No puedo desesperar, la paciencia es materia para el éxito, pero: ¿y si llegan, y si vienen ahora que he abandonado mi puesto? ¿Y si me cogen desprevenido, aquí en mi casa magullado, y pierdo todo? Reconozco que he disfrutado estos días cercanos a la muerte. He estado cerca de la Grande. Todos disimulan, eres un hombre fuerte, dicen, pero ellos lo saben y mejor que ellos lo sé yo: la Grande me estuvo acechando, me agarró por los huevos con fuerza, la vi claramente delante de mí. La hijadeputa no me dejaba moverme, me ha tenido postrado en la cama, como estuvo mi padre, inútil, y mi madre y mis hermanos. Mi mujer no, ella se acostó un día y ya no se levantó, la Grande vino a recogerla con prisas y ella no puso objeciones, mejor dicho: la Grande vino con prisas y ella estuvo aguantando y disimulando y decidió tumbarse cuando no pudo más. Calladita como una moneda se fue.

Enrique no hace más que decirme que no entiende cómo pude llegar hasta aquí solo, sin ayuda, bromea y me pregunta si no me subí al lomo de un jabalí. Yo no recuerdo cómo llegué. El dolor, la asfixia y los pinchazos me truncaron la memoria. Todo era negrura, pero he tenido compañía y cariño. No soy rencoroso con la vida y eso me hace capaz de querer a la gente, siempre fue así. Pero hay que ver las cosas como son: la vieja Elena, boca apestosa, me ha cuidado como cuidó a sus padres, como una obligación. Y la chavala, la muchacha que no es tan joven pero es la más joven de todos, me ha entregado algo de sí misma que ningún hombre sobre la tierra debería desdeñar. Se sentaba a mi lado y leía. Tiene una voz un poco ronca y a la vez virginal. Me ha cuidado como a un abuelo, no como a un padre, y esa es la parte imprescindible de todo el asunto. No había deberes en las horas que pasaba conmigo, lo sé. Elena es la roca y Nadia es el musgo.

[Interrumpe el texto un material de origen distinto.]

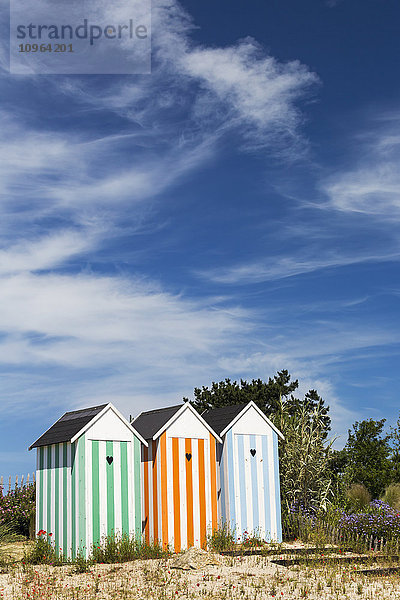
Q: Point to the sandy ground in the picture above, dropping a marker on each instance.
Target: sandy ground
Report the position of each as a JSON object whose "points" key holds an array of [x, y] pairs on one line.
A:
{"points": [[247, 578]]}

Yo soy un hombre sin rencor por la vida y acostumbrado a esta tierra, buen conocedor de la Grande y de la Pequeña. La Grande es la víbora que crea el mundo y se lo lleva, no podemos engañarla; la Pequeña es la culebrilla que nos come por dentro. Va ocupando cada vez más sitio en el pecho y nos acostumbramos a llevarla. No hay manera de hacerla desaparecer, pero siempre hay formas de achicarla. Mi forma fue el punto de observación, la construcción del faro. Irme allí, subir esos escarpados dientes de montaña, y encontrar una planicie donde sentarme a observar. Desde ese punto, el lugar de la extrema libertad, soy capaz de ningunear a la Pequeña. Miro hacia delante y espero. Vienen el frío y los aires mojados que pudren los bronquios. No importa. Uno se hace fuerte con lo fuerte. Uno se hace libre cuando no hay más remedio. La casa, el calor de las verduras creciendo, las sábanas que nos ayudan a dormir, la electricidad iluminando nuestra vida, la comodidad de las tuberías, todo eso envilece sin que nos demos cuenta. Imagino que el hombre más envilecido de todos es aquel al que no le importan la lluvia o las sequías. Cuando la Pequeña crece tanto, llama a la Grande.

Voy a construir un faro, aunque sea mi último lance contra la Grande. Una puerta abierta desde donde puedan llegar no estos pobrecitos, sino los atrevidos, los que merecen ser bienvenidos, los que nunca pisan tierra. Un pueblo que le da la espalda al mar es un pueblo amenazado. El nuestro es un pueblo resistente, pero sin agallas. Prefiero encontrarme allí con la Grande. La Grande es un barco pirata o mucho peor: todo lo que no está lloviendo vendrá en una ola de agua preparada para ahogarnos. Si pude sacarme de un manotazo a la Grande cuando tenía los huevos entre sus quijadas, eso significa que mi cuerpo resistirá los viajes que necesite para el faro. Uno sencillo y artesanal será suficiente. En el saliente estrecho del acantilado, donde no me cuesta trabajo llegar porque he ido preparando el camino, están esperándome los materiales. Las pieles de las cabras, los palos anchos, el alambre. Me falta llevar la lámpara de gas. Estaré despierto cada noche y la encenderé cuando sea necesario y oiga el murmullo de los viajeros, la proa del barco del demonio o el rugido que destrozará mis oídos cuando todo el mar se abalance y decida envolver otra vez la Tierra entera. Solo me hace falta una lámpara.